Share your infra - The 20,000 foot view

Aug 23, 2021 • Raphaël Ducom

This is the first post in the series "Share your infrastructure"

In this series, I’m going to take you on a journey over our tech infrastructure, our challenges, our legacy, and what matters the most : our mistakes, and what we learned from them.

Few years ago we started informal private meetings with some tech peeps from local organizations in Nantes called “share your infra”, to share feedback, and learn from others. These sessions were very interesting, so let me introduce our infrastructure in this new fresh tech blog.

Ok but, what is Lucca?

We are a French B2B HRIS editor, started 19 years ago (and have kept our startup mindset). Lucca is now a SaaS solution for leave management, expense reports, dematerialization of HR files, online pay slip distribution and time tracking.

We currently have more than 4400 B2B customers, mostly from European countries, but some are worldwide, that’s why we can say our tools are used in more than 100 countries. Our typical customer range is from 50 to 200 employees with some around 2000-4000. The average company size is increasing rapidly (with now companies in the 20k user range).

Some important facts about Lucca : we have no VCs, we are self financed, we love making great and useful products, we have a strong transparency culture (even salaries), and lastly, we love to keep things simple. “We design solutions that provide simple answers to specific needs” :)
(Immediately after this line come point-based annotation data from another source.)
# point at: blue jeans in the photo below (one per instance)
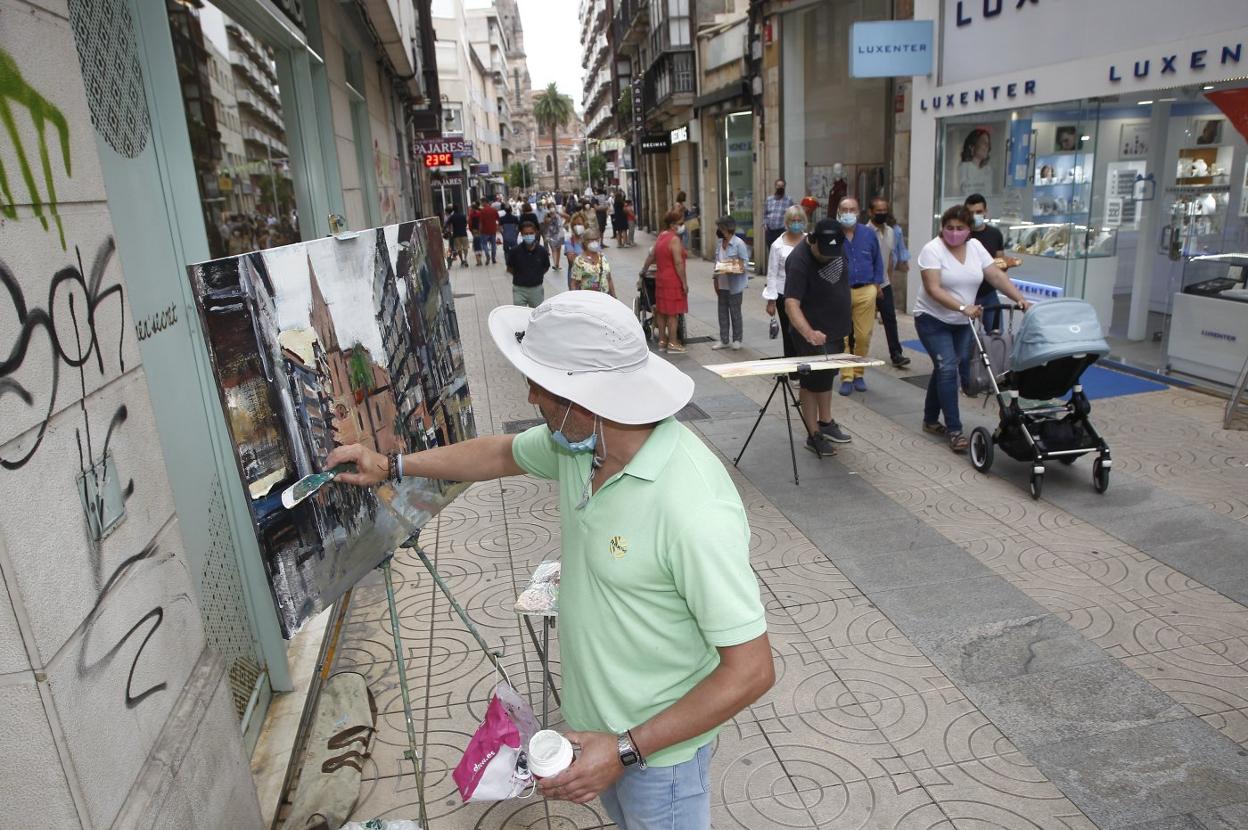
(663, 798)
(947, 346)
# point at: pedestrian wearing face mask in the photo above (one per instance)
(590, 271)
(773, 214)
(952, 267)
(818, 303)
(574, 245)
(896, 260)
(670, 281)
(527, 263)
(866, 283)
(731, 255)
(994, 242)
(488, 222)
(795, 231)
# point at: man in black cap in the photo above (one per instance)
(527, 263)
(818, 302)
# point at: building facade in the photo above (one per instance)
(207, 130)
(477, 64)
(1110, 144)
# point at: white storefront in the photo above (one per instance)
(1103, 139)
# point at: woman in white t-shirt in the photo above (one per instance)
(794, 232)
(952, 266)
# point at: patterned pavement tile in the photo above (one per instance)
(800, 585)
(1201, 614)
(1002, 793)
(937, 728)
(1063, 588)
(1232, 724)
(1197, 677)
(884, 669)
(804, 680)
(1123, 628)
(829, 748)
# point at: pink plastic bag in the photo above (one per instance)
(492, 768)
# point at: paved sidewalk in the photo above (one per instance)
(951, 654)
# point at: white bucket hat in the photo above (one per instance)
(588, 347)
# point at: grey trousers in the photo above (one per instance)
(729, 312)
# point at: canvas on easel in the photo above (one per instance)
(350, 338)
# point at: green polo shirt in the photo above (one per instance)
(655, 576)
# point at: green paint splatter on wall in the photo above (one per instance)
(15, 92)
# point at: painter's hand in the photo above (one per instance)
(373, 467)
(598, 768)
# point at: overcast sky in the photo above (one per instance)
(552, 39)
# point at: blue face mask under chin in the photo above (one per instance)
(583, 446)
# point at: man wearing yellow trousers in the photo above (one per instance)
(866, 283)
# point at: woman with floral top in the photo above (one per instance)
(590, 271)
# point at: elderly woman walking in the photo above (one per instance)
(672, 281)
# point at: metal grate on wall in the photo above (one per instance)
(226, 624)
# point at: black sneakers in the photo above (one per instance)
(819, 444)
(833, 431)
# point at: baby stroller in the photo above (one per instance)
(1056, 341)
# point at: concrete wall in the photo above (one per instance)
(111, 707)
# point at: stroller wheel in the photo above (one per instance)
(1100, 476)
(981, 449)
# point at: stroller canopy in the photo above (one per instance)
(1057, 328)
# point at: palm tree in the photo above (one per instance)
(552, 110)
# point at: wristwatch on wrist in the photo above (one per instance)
(628, 753)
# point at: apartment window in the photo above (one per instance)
(678, 23)
(452, 119)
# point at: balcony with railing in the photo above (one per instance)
(629, 24)
(669, 83)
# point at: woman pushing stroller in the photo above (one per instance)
(952, 267)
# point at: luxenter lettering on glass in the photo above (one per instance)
(833, 272)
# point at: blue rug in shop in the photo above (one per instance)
(1098, 382)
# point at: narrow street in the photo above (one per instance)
(950, 652)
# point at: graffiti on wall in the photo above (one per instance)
(80, 327)
(18, 95)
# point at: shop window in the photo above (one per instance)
(237, 131)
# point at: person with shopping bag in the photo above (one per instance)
(662, 630)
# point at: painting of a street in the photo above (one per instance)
(336, 341)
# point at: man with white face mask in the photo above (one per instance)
(866, 283)
(662, 630)
(994, 242)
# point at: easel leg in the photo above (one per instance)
(543, 652)
(788, 419)
(763, 411)
(411, 754)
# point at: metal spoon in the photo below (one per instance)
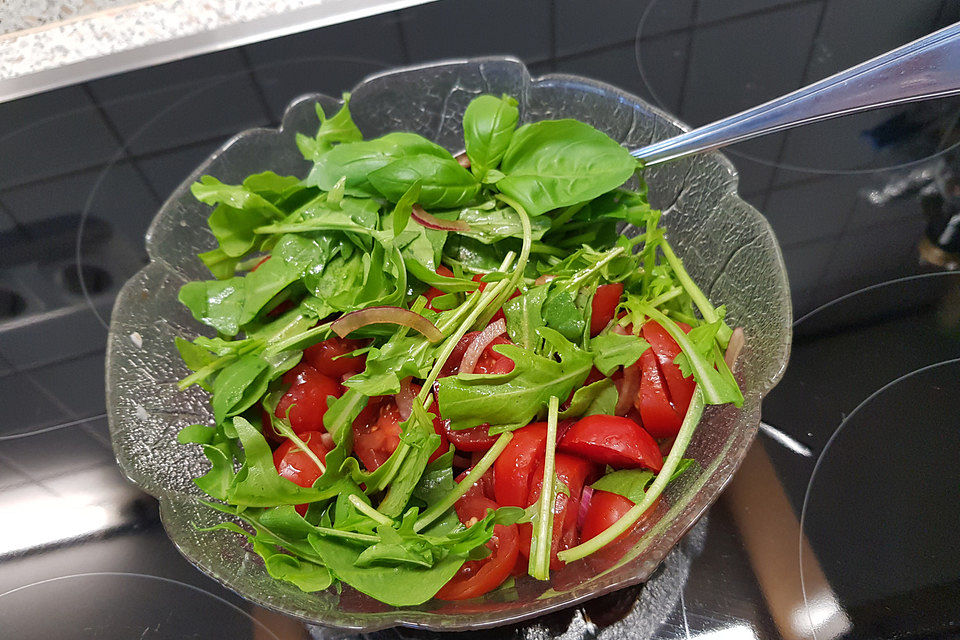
(925, 68)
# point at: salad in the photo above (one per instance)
(432, 374)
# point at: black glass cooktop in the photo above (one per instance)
(841, 523)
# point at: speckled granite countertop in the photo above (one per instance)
(45, 44)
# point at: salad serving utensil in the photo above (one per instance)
(925, 68)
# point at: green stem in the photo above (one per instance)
(369, 511)
(539, 565)
(349, 535)
(621, 526)
(439, 508)
(707, 310)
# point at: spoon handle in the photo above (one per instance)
(922, 69)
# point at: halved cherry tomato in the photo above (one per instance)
(472, 439)
(606, 508)
(296, 466)
(513, 468)
(660, 418)
(306, 399)
(492, 362)
(604, 304)
(573, 472)
(666, 349)
(375, 440)
(619, 442)
(477, 577)
(329, 357)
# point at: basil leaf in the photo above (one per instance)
(556, 163)
(488, 125)
(356, 160)
(444, 183)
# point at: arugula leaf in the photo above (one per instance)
(444, 183)
(239, 386)
(556, 163)
(516, 397)
(611, 350)
(599, 397)
(488, 125)
(337, 128)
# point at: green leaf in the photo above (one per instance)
(403, 208)
(338, 128)
(556, 163)
(560, 312)
(611, 350)
(488, 125)
(599, 397)
(516, 397)
(356, 160)
(444, 183)
(629, 483)
(239, 386)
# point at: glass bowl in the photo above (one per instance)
(725, 243)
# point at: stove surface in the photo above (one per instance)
(841, 522)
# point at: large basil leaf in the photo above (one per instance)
(556, 163)
(443, 182)
(488, 125)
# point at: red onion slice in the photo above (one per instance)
(431, 221)
(627, 390)
(472, 355)
(405, 399)
(352, 321)
(585, 499)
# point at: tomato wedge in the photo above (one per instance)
(604, 509)
(660, 418)
(477, 577)
(329, 357)
(296, 466)
(604, 305)
(619, 442)
(472, 439)
(306, 399)
(666, 349)
(513, 469)
(573, 472)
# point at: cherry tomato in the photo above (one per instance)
(619, 442)
(329, 357)
(477, 577)
(492, 362)
(306, 399)
(513, 468)
(296, 466)
(473, 439)
(660, 418)
(374, 440)
(604, 304)
(605, 509)
(573, 472)
(666, 349)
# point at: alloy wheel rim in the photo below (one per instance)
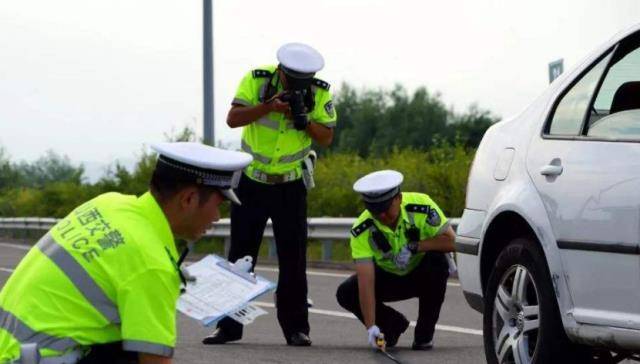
(516, 317)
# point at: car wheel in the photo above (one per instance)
(521, 320)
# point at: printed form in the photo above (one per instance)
(219, 290)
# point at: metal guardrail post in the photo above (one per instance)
(227, 246)
(327, 246)
(273, 253)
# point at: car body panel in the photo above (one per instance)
(491, 192)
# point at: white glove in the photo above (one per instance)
(244, 264)
(402, 258)
(374, 332)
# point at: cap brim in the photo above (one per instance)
(231, 196)
(378, 207)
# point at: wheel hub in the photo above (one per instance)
(520, 322)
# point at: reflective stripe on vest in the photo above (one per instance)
(295, 156)
(24, 334)
(283, 159)
(271, 124)
(147, 347)
(80, 278)
(259, 157)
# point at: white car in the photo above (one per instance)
(549, 241)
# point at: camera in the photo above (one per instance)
(295, 98)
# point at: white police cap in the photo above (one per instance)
(378, 188)
(203, 165)
(301, 59)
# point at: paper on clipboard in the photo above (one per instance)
(219, 290)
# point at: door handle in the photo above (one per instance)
(551, 170)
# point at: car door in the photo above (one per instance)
(586, 167)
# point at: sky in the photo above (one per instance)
(98, 80)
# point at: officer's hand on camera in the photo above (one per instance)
(276, 104)
(402, 258)
(373, 332)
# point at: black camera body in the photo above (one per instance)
(296, 98)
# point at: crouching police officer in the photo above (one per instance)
(398, 245)
(282, 109)
(102, 285)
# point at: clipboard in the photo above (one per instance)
(220, 289)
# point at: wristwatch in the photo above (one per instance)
(413, 247)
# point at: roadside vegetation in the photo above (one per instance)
(416, 134)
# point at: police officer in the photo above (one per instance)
(102, 285)
(282, 109)
(397, 244)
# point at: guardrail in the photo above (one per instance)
(327, 230)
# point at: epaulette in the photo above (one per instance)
(261, 73)
(362, 227)
(423, 209)
(322, 84)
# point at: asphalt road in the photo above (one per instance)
(337, 336)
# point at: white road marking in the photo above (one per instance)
(456, 329)
(16, 246)
(327, 274)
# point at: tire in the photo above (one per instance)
(521, 323)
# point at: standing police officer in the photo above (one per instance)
(397, 244)
(102, 285)
(283, 109)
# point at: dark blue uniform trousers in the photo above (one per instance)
(286, 205)
(427, 282)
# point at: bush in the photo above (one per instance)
(441, 173)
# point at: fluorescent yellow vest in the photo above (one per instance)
(104, 273)
(276, 146)
(426, 216)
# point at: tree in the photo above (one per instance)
(50, 168)
(374, 122)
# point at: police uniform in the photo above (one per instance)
(424, 275)
(107, 273)
(272, 185)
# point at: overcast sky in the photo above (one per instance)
(97, 80)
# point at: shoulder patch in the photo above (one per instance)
(328, 107)
(320, 83)
(366, 224)
(261, 73)
(433, 217)
(423, 209)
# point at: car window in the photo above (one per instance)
(616, 111)
(572, 108)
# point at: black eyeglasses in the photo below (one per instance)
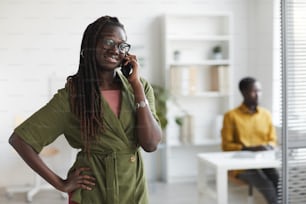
(122, 47)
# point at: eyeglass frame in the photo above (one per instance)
(117, 45)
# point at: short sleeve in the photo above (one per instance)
(149, 92)
(45, 125)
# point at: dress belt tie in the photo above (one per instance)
(110, 159)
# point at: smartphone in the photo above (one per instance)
(126, 69)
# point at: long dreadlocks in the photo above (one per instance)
(84, 91)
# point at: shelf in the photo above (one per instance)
(203, 94)
(206, 142)
(199, 37)
(200, 62)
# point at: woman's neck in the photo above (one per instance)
(108, 80)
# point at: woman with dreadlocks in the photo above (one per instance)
(106, 115)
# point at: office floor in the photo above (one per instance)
(178, 193)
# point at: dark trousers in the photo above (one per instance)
(265, 180)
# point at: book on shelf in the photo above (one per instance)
(219, 79)
(183, 80)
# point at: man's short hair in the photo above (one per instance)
(245, 83)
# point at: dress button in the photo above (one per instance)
(133, 159)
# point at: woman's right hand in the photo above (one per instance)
(77, 180)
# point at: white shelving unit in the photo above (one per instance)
(199, 84)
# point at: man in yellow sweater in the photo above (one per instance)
(249, 127)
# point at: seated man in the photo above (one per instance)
(249, 127)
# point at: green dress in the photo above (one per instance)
(115, 159)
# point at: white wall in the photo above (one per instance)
(39, 39)
(261, 46)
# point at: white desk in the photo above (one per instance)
(222, 162)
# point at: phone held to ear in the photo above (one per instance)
(126, 69)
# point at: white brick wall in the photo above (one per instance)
(41, 38)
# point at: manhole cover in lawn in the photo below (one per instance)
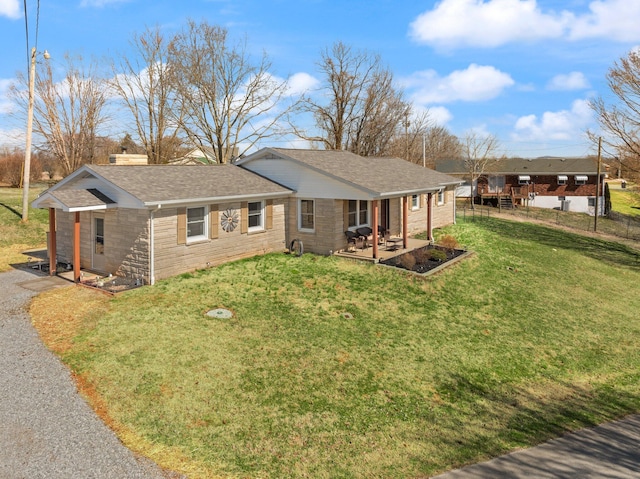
(220, 313)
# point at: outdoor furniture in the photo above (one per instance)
(366, 233)
(393, 243)
(354, 239)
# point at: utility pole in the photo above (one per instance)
(27, 151)
(595, 221)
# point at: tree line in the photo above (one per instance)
(200, 88)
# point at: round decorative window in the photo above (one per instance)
(230, 220)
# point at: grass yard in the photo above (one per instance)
(332, 368)
(625, 201)
(16, 236)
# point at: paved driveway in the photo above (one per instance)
(46, 429)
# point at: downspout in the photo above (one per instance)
(152, 248)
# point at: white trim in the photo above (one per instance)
(300, 228)
(205, 227)
(260, 226)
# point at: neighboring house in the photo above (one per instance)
(202, 156)
(336, 191)
(568, 184)
(152, 222)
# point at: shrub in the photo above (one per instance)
(448, 242)
(408, 261)
(438, 255)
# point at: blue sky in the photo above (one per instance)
(523, 70)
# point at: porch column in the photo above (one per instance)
(53, 261)
(76, 248)
(405, 221)
(429, 216)
(375, 228)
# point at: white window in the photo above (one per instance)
(306, 220)
(255, 216)
(197, 223)
(358, 213)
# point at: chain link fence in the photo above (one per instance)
(615, 224)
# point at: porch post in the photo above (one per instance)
(405, 220)
(375, 228)
(53, 261)
(429, 216)
(76, 248)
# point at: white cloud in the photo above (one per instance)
(440, 115)
(476, 83)
(9, 8)
(490, 23)
(570, 81)
(554, 125)
(100, 3)
(300, 83)
(613, 19)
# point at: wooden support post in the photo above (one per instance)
(405, 221)
(53, 261)
(429, 216)
(76, 248)
(375, 229)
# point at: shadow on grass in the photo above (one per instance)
(534, 418)
(14, 211)
(607, 251)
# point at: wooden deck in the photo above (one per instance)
(383, 253)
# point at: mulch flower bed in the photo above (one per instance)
(425, 259)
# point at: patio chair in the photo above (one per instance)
(366, 233)
(354, 239)
(383, 235)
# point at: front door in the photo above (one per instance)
(496, 184)
(98, 262)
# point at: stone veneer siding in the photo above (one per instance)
(126, 241)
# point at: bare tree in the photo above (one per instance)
(143, 82)
(228, 102)
(479, 152)
(621, 120)
(68, 115)
(359, 108)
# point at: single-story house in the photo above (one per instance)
(152, 222)
(155, 221)
(336, 191)
(568, 184)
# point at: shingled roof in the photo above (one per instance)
(382, 176)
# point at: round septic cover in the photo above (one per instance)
(220, 313)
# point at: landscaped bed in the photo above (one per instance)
(333, 368)
(424, 260)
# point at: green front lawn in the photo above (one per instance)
(16, 236)
(332, 368)
(625, 201)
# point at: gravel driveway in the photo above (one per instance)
(46, 429)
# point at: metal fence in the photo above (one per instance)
(614, 224)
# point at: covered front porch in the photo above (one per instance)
(384, 250)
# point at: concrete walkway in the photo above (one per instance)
(46, 429)
(609, 451)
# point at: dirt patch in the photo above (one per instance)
(424, 260)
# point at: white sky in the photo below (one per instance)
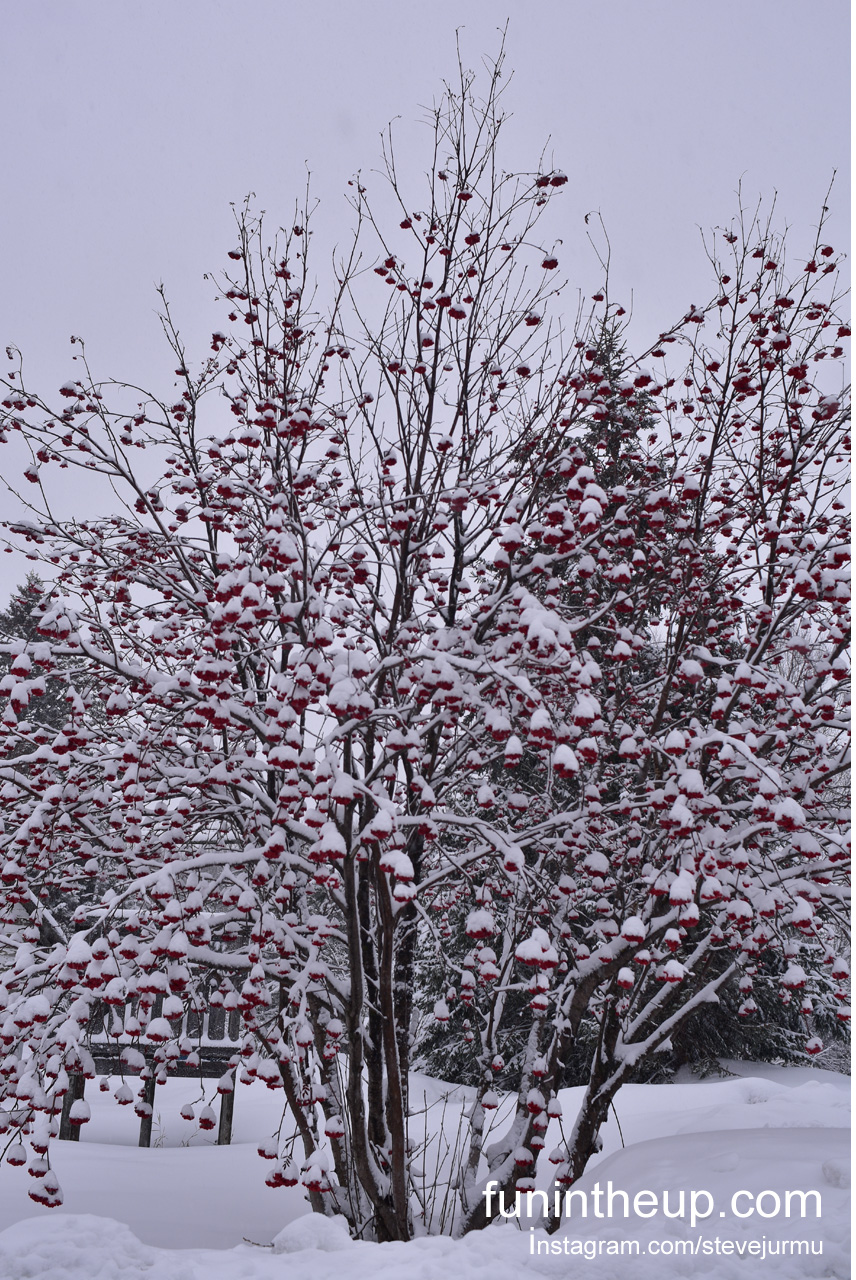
(129, 127)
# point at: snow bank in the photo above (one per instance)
(190, 1207)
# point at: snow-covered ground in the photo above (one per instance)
(183, 1208)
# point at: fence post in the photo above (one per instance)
(227, 1111)
(76, 1086)
(149, 1104)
Some technical legacy history

Lucca started in the 2000s, as a software company focused on leave management, and selling software for on-premise deployment. Back in those years, the stack was ASP (yes, classic ASP!), with Odbc drivers (so Oracle, MsSQL, even MS Access!). We were not a SaaS : the software was installed on each customer's servers. Usually a “swiss-knife” server, hosting both database and web (and a lot more unknown things).

In 2007, our CEO saw the growing SaaS model, and decided to embrace the SaaS concepts. So we stopped selling on-premise licenses, announced the end of support for on-premises customers, and started to manage our servers using dedicated bare metal instances from 1&1 cloud provider, and then OVH.

We migrated most of our customers to our dedicated servers by replicating the same tenancy model : one database = one customer (1 SQL and 1 IIS on the same server, no redundancy). The scaling model was to run ~100 customers (db) per server, and then add another server when filled. It was 2008, and we switched to HTTPS.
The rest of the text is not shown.